It’s a Hallmark holiday. Social media goes wild with folks posting nostalgic pictures of their perfect mommas. Tributes abound. Flowers. Breakfast in bed. Glory to moms everywhere.
Then there are the rest of us. We had mothers who didn’t measure up to the ideal. As a matter of fact, there are people whose mothers were so horrible that even to think of their parents is triggering. Traumatic.
I am not one of those people who have PTSD in regard to my own mother. It’s not that horrible. I had an icy mother. A selfish mother. A rude mother. My mother sent back the majority of gifts I gave her. No matter how I tried, none of my presents were nice enough, or thoughtful enough, or something. I could never figure it out.

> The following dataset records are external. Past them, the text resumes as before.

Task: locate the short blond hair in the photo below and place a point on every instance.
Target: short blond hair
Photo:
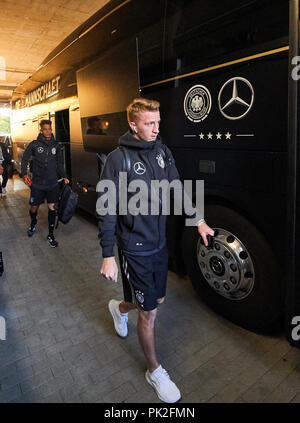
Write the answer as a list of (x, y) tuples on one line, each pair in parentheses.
[(141, 105)]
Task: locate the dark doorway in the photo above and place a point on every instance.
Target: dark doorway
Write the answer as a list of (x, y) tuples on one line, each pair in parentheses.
[(62, 131)]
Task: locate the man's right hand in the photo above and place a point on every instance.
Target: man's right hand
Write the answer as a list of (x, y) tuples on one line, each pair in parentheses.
[(27, 180), (109, 269)]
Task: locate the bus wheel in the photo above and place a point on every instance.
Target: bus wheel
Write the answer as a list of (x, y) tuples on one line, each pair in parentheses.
[(238, 277)]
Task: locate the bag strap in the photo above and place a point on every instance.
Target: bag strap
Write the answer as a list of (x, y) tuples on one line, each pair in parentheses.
[(126, 159)]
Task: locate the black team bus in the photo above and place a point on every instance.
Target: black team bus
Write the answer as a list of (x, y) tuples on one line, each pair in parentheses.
[(226, 75)]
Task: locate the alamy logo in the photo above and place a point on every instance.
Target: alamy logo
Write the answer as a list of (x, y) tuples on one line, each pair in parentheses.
[(197, 103), (139, 168), (2, 69), (2, 329)]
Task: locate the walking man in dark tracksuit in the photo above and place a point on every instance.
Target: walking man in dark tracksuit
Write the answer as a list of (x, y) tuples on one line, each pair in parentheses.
[(47, 169), (5, 160), (141, 238)]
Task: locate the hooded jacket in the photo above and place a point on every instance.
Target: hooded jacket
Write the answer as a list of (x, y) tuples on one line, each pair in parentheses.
[(47, 161), (136, 234), (5, 158)]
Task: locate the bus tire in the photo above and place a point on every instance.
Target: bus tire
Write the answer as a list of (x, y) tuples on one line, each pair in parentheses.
[(258, 303)]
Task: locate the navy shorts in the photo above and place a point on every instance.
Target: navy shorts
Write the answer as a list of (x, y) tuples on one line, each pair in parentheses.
[(38, 196), (144, 278)]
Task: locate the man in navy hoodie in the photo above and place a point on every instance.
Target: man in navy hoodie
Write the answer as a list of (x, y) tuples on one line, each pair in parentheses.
[(140, 238), (48, 167)]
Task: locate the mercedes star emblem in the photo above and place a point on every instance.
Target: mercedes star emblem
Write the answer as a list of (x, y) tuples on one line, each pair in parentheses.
[(139, 168), (242, 105)]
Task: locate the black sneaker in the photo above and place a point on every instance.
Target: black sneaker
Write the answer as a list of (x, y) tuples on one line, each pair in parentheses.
[(1, 264), (31, 230), (52, 242)]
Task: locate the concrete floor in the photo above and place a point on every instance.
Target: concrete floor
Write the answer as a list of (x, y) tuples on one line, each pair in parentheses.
[(61, 346)]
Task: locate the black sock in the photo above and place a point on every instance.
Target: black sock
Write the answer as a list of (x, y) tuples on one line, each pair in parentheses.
[(33, 218), (51, 221)]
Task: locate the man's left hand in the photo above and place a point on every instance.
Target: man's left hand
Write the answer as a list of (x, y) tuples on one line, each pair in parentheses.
[(205, 230)]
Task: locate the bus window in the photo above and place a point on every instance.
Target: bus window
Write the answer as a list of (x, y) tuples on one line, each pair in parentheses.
[(221, 28)]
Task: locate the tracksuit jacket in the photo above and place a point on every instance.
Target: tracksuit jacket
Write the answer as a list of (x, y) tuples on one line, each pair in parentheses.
[(5, 158), (47, 161), (141, 234)]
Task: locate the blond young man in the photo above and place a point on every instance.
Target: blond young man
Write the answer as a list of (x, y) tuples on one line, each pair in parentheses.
[(141, 239)]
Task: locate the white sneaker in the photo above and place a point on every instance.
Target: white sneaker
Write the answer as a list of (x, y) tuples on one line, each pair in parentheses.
[(120, 320), (165, 389)]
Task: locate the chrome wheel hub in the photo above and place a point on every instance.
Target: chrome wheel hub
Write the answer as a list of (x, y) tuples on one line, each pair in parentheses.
[(227, 267)]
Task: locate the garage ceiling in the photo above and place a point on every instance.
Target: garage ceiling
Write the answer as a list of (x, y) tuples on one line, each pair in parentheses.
[(30, 30)]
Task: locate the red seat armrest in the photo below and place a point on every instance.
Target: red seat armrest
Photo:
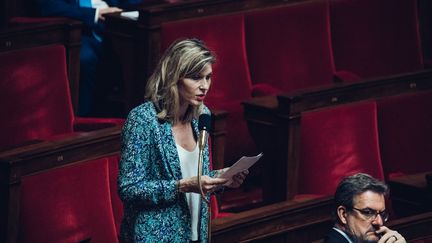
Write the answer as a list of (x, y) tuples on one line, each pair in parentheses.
[(90, 124)]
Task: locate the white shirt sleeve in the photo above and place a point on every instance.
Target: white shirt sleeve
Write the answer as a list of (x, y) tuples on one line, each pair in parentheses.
[(98, 4)]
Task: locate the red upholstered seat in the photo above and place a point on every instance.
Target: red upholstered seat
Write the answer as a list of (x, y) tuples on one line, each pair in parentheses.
[(289, 47), (375, 38), (68, 204), (35, 99), (336, 142), (405, 128), (231, 82)]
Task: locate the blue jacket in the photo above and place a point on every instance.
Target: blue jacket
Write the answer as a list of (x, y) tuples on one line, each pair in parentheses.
[(71, 9), (153, 209)]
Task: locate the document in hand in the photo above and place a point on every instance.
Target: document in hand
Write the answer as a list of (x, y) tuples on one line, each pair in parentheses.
[(242, 164)]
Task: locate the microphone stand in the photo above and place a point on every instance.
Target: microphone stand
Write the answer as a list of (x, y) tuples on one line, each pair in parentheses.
[(203, 124)]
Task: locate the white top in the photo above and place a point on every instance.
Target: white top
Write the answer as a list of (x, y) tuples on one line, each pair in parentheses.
[(189, 168)]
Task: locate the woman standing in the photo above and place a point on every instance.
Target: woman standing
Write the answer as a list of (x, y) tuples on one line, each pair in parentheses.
[(157, 181)]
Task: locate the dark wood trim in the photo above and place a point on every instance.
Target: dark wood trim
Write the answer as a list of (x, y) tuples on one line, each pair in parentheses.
[(280, 220)]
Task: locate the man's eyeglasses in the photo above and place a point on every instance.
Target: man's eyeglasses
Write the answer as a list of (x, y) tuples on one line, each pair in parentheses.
[(371, 215)]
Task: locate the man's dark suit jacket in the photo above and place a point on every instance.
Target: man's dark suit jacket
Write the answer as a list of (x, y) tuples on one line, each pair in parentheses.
[(334, 237), (71, 9)]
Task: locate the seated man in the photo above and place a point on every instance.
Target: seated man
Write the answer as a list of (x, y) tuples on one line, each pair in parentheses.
[(360, 212)]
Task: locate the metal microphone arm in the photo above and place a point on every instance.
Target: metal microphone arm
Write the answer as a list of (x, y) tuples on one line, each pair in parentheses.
[(202, 141)]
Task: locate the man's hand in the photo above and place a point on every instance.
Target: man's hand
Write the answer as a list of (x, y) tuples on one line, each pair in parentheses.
[(390, 236), (103, 11)]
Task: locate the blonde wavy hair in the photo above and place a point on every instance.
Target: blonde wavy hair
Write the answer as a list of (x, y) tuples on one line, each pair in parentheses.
[(184, 58)]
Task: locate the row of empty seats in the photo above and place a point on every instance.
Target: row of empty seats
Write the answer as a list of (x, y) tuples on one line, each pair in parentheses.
[(298, 46), (386, 137)]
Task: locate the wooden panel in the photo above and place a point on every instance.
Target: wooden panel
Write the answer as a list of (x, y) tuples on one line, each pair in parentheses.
[(289, 221), (270, 115)]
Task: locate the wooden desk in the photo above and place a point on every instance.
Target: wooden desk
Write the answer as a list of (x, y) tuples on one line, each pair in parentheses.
[(410, 194)]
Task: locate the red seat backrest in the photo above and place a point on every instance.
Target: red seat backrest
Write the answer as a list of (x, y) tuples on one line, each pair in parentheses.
[(375, 38), (231, 84), (35, 99), (68, 204), (289, 47), (337, 142), (405, 128)]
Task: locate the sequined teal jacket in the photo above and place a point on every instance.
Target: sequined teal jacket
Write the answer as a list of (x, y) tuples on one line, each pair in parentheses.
[(149, 167)]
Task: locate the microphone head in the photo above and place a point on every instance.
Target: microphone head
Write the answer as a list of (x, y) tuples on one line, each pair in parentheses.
[(204, 122)]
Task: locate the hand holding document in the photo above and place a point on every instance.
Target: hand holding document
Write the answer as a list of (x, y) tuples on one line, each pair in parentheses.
[(242, 164), (131, 15)]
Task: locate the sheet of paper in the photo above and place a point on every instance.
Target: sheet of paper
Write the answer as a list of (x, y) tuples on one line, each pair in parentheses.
[(131, 14), (242, 164)]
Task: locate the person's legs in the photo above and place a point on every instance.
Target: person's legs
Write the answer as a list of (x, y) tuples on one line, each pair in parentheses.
[(89, 57)]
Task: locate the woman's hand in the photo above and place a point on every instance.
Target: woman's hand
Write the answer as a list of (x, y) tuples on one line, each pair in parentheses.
[(208, 184)]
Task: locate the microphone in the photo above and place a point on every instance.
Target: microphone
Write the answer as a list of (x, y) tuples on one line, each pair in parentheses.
[(204, 126)]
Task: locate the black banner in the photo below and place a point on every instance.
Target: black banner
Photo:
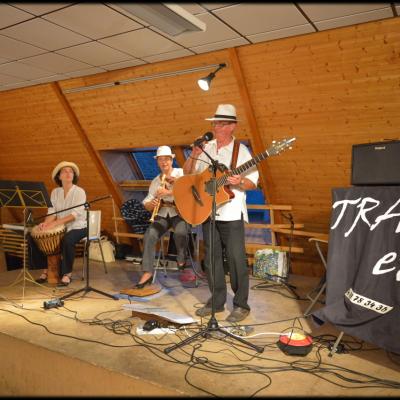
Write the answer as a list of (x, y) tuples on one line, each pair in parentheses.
[(363, 268)]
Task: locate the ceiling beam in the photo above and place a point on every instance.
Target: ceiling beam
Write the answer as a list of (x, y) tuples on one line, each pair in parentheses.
[(93, 154), (256, 139)]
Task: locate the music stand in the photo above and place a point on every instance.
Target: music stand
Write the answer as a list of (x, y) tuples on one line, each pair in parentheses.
[(87, 287), (212, 326), (24, 194)]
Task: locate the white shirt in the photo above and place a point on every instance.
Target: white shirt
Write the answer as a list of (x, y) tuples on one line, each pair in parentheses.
[(155, 184), (233, 209), (76, 195)]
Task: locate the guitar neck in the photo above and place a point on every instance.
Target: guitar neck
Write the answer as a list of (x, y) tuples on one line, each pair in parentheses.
[(242, 168)]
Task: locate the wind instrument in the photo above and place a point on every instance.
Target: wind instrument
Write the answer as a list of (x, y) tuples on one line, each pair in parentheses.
[(157, 207)]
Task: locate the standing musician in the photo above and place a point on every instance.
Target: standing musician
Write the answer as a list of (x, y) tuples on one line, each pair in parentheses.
[(67, 195), (230, 217), (160, 201)]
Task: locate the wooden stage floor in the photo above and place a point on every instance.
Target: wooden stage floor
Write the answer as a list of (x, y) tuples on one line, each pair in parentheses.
[(91, 345)]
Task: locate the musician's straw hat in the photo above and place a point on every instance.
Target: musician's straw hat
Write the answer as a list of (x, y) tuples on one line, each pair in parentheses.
[(63, 164), (225, 112), (164, 151)]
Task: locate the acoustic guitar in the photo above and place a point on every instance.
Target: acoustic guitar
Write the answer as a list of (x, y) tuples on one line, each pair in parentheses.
[(193, 193)]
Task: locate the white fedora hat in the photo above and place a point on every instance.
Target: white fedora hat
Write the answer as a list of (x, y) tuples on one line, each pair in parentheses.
[(63, 164), (164, 151), (225, 112)]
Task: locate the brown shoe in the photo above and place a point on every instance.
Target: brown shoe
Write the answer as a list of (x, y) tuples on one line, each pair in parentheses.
[(238, 314)]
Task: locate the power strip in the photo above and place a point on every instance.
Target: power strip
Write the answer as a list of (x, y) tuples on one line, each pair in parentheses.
[(155, 331), (239, 330)]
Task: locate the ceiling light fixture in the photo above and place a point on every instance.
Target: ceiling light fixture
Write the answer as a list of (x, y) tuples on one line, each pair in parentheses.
[(169, 18), (143, 78), (205, 83)]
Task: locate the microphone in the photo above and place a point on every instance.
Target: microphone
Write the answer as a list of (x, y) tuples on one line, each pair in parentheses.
[(205, 138)]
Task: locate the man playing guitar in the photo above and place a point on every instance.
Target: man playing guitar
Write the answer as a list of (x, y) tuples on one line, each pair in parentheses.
[(230, 216)]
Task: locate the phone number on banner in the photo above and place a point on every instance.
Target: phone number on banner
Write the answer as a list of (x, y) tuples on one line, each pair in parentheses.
[(365, 302)]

As she got older, she became more hurtful. I had to distance myself from her in order to hold myself together emotionally. I walled off all of that stuff.
As a result, I have my own paranoia as a mother. I live in constant anxiety that one of my daughters will come to view me the way I did my own mom. Any comparison to my mother has been forbidden: for one of them to say that I am like my mother in any respect is like a horrid condemnation–all in my head, perhaps, but that is my truth.
As a result, I understand. I get it if you dread Mother’s Day with all of the trimmings. I feel for you if you simply numb yourself and try not to think of your own past. And I really empathize with all of you out there who have spent your own motherhoods desperately trying to compensate for the failings of your own mothers.
Happy Day to you. To us. With love and compassion.